Portslade shown within East Sussex
OS grid reference TQ255065
Unitary authority Brighton and Hove
Ceremonial county East Sussex
Region South East
Constituent country England
Sovereign state United Kingdom
Post town Brighton
Postcode district BN41
Dialling code 01273
Police Sussex
Fire East Sussex
Ambulance South East Coast
European Parliament South East England
UK Parliament Hove
List of places: UKEnglandEast Sussex

Coordinates: 50°50′38″N 0°12′58″W / 50.844, -0.216

Portslade is the name of an area of the city of Brighton and Hove. Portslade Village, the original settlement a mile inland to the north, was built up in the 16th century. The arrival of the railway from Brighton in 1840 encouraged rapid development of the coastal area and in 1896 the southern part, known as Copperas Gap, was granted urban district status and renamed Portslade-by-Sea, making it distinct from Portslade Village. After World War II the district of Mile Oak was added. Today Portslade is bisected from east to west by the old A27 road between Brighton and Worthing, each part having a distinct character.

Portslade Village. Photo D. Parfitt
Portslade Village. Photo D. Parfitt

Portslade Village, to the north, nestles in a valley of the South Downs and still retains its rural character with flint buildings, a village green and the small parish church of St Nicolas, which is the second-oldest church in the city, dating from approximately 1150.

Another notable building in the village is Portslade Manor, one of the few surviving ruins of a Norman manor. It was built in the 12th century and is now a Scheduled Ancient Monument. Foredown Tower houses a camera obscura, one of only two in the south of England. It is open to the public.

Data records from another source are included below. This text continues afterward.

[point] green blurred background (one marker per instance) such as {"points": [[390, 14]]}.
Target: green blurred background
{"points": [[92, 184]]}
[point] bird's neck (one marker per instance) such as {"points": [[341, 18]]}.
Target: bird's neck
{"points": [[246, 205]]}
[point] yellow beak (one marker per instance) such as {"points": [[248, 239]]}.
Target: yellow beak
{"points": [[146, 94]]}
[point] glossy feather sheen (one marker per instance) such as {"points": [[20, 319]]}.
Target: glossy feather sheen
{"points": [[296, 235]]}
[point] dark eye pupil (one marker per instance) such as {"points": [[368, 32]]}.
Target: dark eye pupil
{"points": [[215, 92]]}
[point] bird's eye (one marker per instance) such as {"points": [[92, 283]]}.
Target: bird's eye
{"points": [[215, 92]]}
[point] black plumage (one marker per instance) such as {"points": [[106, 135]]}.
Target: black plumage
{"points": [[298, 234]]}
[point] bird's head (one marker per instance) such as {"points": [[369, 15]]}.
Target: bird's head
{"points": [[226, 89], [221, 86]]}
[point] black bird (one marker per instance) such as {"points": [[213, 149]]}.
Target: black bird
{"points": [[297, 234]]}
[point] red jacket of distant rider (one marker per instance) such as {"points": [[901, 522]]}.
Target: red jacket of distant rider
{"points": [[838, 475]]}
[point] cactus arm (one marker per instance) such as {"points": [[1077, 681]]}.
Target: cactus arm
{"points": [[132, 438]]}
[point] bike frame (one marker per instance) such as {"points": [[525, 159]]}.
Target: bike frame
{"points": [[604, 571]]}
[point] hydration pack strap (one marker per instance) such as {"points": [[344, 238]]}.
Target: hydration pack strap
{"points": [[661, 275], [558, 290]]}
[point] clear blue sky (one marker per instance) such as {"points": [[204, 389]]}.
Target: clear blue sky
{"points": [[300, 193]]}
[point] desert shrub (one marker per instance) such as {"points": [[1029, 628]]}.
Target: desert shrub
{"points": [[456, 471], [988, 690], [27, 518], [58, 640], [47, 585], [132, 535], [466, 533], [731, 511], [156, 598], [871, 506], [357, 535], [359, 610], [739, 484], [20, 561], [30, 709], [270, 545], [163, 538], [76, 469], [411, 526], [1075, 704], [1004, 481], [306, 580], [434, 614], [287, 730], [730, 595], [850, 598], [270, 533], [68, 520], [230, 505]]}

Portslade-by-Sea, to the south, straddles the small but busy seaport harbour basin of Shoreham-by-Sea harbour and is the industrial centre of Brighton and Hove; the Monarch's Way long-distance footpath follows the seafront west towards Shoreham. Terraced housing dating back to the nineteenth century is interspaced with parks and allotments. Boundary Road is the main shopping area as well as being the location of Portslade railway station, with direct trains to London Victoria with a journey time of about an hour. Boundary Road is, as the name suggests, located at the boundary between Portslade and neighbouring Hove; the street is divided down the middle and while the Hove side is called Boundary Road, the Portslade side is called Station Road and Carlton Terrace. Portslade Station is in fact in Hove.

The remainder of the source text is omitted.